The system will enable the ministry to monitor the rental market and interfere when tenants are exploited or unfairly treated. In addition, it will enable tenants to pay their rents online, an official of the ministry said.
"The network will have a credit registry system to ensure tenants pay their rent on time. This in turn will also facilitate for tenants the procedure of paying rents by providing them with the option of online disbursement," said Muhammad Al-Zamie the general supervisor for planning and studies agency at the ministry in a statement.
Al-Zamie also indicated that the government would interfere only in the event of landlords exploiting citizens or violating tenants' rights.
"The ministry will strive to monitor the rising rent rates by regulating the rental market, ensuring transparency in tariffs and monitoring the market to interfere if the situation demands. We will also be constructing thousands of residential units to meet citizens' demands," Al-Zamie said.
He said the network will offer a comprehensive solution to the problems in the rental sector by regulating the interactions between tenants, landlords and property agents. He added that the ministry is currently working in collaboration with the Ministry of Commerce and Industry on establishing the guidelines that will govern the work of real estate agents.
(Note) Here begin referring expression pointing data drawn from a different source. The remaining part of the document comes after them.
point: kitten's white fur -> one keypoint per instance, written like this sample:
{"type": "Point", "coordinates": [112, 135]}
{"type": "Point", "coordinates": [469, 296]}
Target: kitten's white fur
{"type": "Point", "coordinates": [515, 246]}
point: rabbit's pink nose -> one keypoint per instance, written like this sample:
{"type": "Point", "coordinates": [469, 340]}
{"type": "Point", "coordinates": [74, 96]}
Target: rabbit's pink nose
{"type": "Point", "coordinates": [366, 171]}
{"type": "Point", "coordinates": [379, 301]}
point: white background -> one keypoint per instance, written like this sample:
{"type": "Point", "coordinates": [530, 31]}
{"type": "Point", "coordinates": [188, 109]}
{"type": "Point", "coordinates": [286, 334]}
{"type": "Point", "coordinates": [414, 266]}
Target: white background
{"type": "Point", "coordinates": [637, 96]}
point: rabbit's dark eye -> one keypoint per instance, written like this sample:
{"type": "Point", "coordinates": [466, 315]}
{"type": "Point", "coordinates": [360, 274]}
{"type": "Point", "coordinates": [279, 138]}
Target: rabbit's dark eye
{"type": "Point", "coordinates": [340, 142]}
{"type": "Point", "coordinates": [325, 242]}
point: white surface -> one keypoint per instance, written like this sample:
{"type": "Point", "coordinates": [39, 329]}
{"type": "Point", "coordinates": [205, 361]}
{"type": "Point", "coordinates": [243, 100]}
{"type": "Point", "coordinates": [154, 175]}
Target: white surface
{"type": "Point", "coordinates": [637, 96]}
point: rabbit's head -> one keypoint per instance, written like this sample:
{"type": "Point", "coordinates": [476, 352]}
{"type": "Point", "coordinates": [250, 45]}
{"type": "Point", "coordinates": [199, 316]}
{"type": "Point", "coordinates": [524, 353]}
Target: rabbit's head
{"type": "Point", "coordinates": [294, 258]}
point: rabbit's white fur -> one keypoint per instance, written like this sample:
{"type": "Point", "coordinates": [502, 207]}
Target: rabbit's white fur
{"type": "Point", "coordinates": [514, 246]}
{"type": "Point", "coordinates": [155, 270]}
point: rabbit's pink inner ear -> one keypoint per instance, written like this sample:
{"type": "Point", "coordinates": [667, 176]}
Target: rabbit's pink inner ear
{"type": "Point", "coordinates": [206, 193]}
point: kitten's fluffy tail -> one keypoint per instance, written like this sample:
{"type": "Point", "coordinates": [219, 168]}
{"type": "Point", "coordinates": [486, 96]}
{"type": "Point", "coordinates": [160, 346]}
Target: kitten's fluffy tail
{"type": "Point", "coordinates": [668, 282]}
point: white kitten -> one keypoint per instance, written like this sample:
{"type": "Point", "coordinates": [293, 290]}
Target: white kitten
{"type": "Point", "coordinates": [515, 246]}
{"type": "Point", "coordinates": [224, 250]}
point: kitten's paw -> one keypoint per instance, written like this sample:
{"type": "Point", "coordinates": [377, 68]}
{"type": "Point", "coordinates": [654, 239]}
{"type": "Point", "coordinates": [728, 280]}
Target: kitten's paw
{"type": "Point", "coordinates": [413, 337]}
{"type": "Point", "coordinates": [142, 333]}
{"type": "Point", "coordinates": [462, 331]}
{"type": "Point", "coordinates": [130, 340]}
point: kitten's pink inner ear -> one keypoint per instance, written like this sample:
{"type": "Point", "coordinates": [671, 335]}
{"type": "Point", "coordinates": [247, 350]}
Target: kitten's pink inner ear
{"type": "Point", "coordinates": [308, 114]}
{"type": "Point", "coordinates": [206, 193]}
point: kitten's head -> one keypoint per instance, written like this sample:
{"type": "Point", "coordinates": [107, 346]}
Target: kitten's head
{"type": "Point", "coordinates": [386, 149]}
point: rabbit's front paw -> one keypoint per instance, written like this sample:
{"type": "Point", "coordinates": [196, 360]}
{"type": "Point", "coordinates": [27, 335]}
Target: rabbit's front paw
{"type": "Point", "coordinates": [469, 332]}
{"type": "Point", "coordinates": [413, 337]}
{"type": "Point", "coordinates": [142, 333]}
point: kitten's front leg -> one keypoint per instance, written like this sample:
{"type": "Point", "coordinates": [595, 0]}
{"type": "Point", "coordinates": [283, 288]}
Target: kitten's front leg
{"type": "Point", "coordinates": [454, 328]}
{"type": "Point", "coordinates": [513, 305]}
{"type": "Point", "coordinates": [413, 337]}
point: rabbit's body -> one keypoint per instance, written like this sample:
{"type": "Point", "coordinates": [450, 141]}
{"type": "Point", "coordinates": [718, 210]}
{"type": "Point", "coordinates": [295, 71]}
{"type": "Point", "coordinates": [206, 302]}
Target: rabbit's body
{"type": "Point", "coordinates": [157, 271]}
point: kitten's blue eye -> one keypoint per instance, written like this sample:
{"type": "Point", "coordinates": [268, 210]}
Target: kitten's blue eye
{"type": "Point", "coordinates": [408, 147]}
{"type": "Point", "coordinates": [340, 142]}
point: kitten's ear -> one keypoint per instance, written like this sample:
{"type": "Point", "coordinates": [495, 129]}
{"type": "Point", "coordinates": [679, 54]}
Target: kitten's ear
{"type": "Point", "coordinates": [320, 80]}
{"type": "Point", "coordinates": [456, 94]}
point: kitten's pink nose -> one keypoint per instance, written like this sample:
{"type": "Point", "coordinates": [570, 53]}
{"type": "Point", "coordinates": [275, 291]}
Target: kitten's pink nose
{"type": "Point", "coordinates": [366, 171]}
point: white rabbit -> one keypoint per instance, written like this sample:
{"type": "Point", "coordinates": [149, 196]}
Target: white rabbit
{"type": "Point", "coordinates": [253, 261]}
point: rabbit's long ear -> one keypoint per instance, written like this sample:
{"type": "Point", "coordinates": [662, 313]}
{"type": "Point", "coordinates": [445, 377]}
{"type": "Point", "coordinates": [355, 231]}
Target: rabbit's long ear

According to official statistics, there are more than one million Saudi families living in rented houses, accounting for 34 percent of all Saudi families, he said.
However, he added that the Saudi market is operating on the principles of free trade in which market forces determine the rates.
"The ministry will not set a ceiling price for rents, except in unavoidable situations when landlords unfairly exploit citizens," he said.
He added that the ministry would not be able to monitor rent rates until the implementation of the network because it will provide the officials concerned with the precise details of tariffs.
Referring to the attempts of other countries to stabilize rental rates, he revealed that most of these efforts had failed. "In Egypt, for instance, government intervention led to investors stopping construction projects of rental houses and prompted landlords to neglect the maintenance of their properties," he said.
Elaborating further, Al-Zamie said the online network would focus on two aspects. One is the regulatory aspect that would clearly define the rights and obligations of the three parties involved in the rental business. As such, it will help protect the rights of each of the parties, guarantee market transparency and encourage investors to construct more buildings and thus create a conducive atmosphere for lower rental rates.
Secondly, the network will show the rental houses available in the country. It will also have a database and information center on rent rates, landlords, agents and the rent payment records of tenants.
The transparency provided by the network will impede agents or landlords from tampering with the rates and enable the ministry to monitor the rates and intervene if the situation demands.
Moreover, the online payment system will provide tenants with various payment options, such as monthly, quarterly or half yearly.